Some lawyers have expressed skepticism that our current anti-discrimination-law framework can protect Jewish students from the anti-Zionism that they know, but have trouble proving, is anti-Semitic. One challenge has to do with the Department of Education’s interpretations of Title VI. Title VI is the section of the 1964 Civil Rights Act that bans institutions receiving federal funding—which includes nearly every university in America today—from allowing discrimination against any person based on their race, color, or national origin. It is the piece of legislation that authorizes the Department of Education to investigate, monitor, and sue universities for civil-rights infractions. According to the Department of Education, however, it does not explicitly protect individuals on the basis of religion. In this reading, Title VI would cover Jews only if they are being discriminated against on the basis of “race, color, or national origin.” This has been a problem in the past because Jews come in many colors, and from many countries. But religion itself is unnecessary to arguments for the centrality of tracing their lineage to the Holy Land. Even thoroughly secular Jews understand that a common national heritage in the Levant is what unites world Jewry.

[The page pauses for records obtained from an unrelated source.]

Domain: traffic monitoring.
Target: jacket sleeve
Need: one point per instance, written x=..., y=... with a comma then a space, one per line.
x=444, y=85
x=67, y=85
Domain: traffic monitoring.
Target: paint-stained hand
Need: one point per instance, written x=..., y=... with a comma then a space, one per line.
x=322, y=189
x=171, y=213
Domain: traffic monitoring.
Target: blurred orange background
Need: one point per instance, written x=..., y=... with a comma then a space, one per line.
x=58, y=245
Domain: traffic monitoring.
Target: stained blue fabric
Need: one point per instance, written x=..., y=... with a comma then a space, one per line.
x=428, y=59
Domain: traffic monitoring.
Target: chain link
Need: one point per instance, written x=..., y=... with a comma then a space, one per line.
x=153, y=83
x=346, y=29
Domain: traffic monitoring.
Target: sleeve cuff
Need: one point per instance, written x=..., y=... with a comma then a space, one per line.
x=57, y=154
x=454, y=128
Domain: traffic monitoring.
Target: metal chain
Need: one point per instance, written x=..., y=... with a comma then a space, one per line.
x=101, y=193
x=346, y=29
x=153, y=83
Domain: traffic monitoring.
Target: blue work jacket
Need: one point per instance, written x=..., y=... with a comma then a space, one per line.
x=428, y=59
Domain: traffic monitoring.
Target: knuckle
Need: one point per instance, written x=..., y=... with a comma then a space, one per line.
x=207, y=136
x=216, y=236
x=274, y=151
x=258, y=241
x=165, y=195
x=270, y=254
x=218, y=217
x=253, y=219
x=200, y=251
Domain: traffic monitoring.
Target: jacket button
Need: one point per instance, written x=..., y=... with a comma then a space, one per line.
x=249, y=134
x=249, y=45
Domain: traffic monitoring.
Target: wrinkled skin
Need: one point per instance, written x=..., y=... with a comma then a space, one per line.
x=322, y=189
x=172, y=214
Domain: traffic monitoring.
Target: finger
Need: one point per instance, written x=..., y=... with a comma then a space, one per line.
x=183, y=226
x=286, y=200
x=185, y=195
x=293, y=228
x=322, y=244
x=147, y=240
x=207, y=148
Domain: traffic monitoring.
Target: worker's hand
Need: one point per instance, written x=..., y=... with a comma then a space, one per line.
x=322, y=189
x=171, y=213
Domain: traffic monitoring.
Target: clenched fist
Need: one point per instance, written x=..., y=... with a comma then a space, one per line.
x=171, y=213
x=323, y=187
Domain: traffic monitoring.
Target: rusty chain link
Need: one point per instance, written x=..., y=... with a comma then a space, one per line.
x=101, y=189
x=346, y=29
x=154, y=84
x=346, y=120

It’s what makes Jews one people even if they speak different languages, have different color skin, and observe Judaism with different practices. And so, the concepts and terminology that the anti-Israel left chooses to employ now actually pit anti-Israel zealotry against American anti-discrimination laws.

We counsel an updated application of Natan Sharansky’s famous Three D’s test. “Criticizing” Israeli Jews for being white colonizers does not merely aim to delegitimize Israel; it delegitimizes Jews by severing them from their constitutive national symbols, holy books, and beliefs. It demonizes Jews by casting them as “white occupiers” who exploit non-white people. And it engages in rank double standards against Jews by singling out for scrutiny, among all the nations of the world, their interrelated claims to their ancestral homeland and national unity.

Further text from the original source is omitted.